Getting up close and personal with local food, literally or fancifully,  is the whole idea of the Farm to Fork Festival,  which began in 2013. It's now a two-day event. (Photos: Kathy Morrison)



Master gardeners will be part of huge community event devoted to locally grown food

Growing food -- as well as eating it -- is a big part of the sixth annual Farm-to-Fork Festival, Sacramento's second largest public event behind only the State Fair.

Now in a two-day format, the festival opens from 4 to 9 p.m. Friday, Sept. 28, on Capitol Mall between Third and Fifth streets in downtown Sacramento. On Saturday, the free event expands to Eighth Street and will be open from 11 a.m. to 6 p.m.

Capitol Mall will be filled with demonstrations, booths and activities.
Sacramento County master gardeners will staff an information booth to answer questions about edible gardening as well as other topics.
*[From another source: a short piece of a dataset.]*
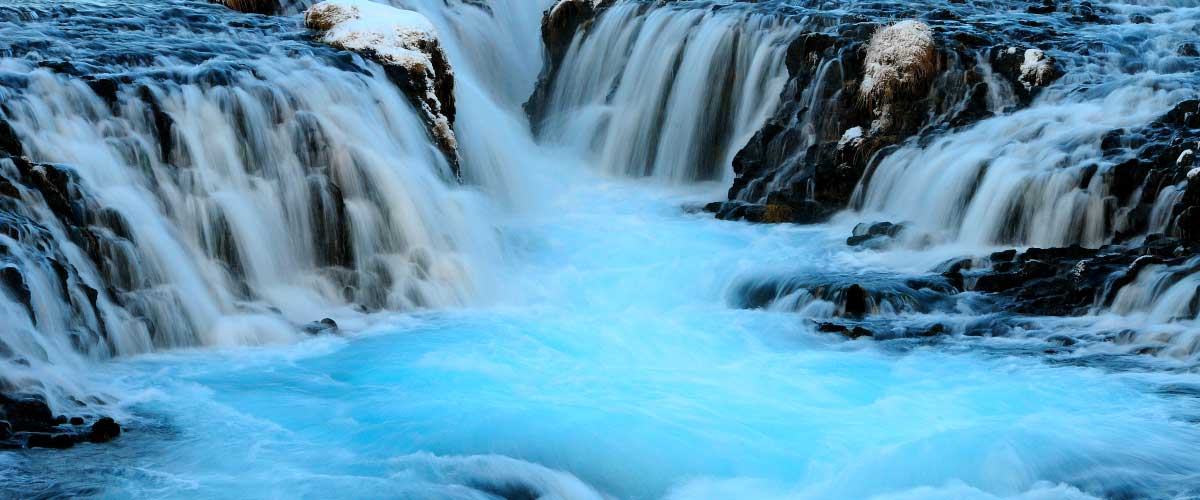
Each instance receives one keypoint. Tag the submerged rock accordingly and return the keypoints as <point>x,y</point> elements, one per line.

The master gardeners will also offer for sale their 2019 calendar and gardening guide dedicated to food gardening, "Saving the Harvest."

Besides lots of information on how to grow food including in containers and small spaces, the new calendar and guide ($10) includes detailed instructions and tips from the Sacramento County master food preservers on home canning, freezing and other ways to make the most out of a backyard harvest -- or farmers market finds, too.

Expect to see plenty of vendors at the festival.
Speaking of which, several vendors will offer produce and other Central Valley products for sale at the Farm-to-Fork Festival as well as always-popular free samples.

Food, beer, wine and cider will be sold, too; about 100 regional wines will be served. Four stages will be devoted to cooking demonstrations.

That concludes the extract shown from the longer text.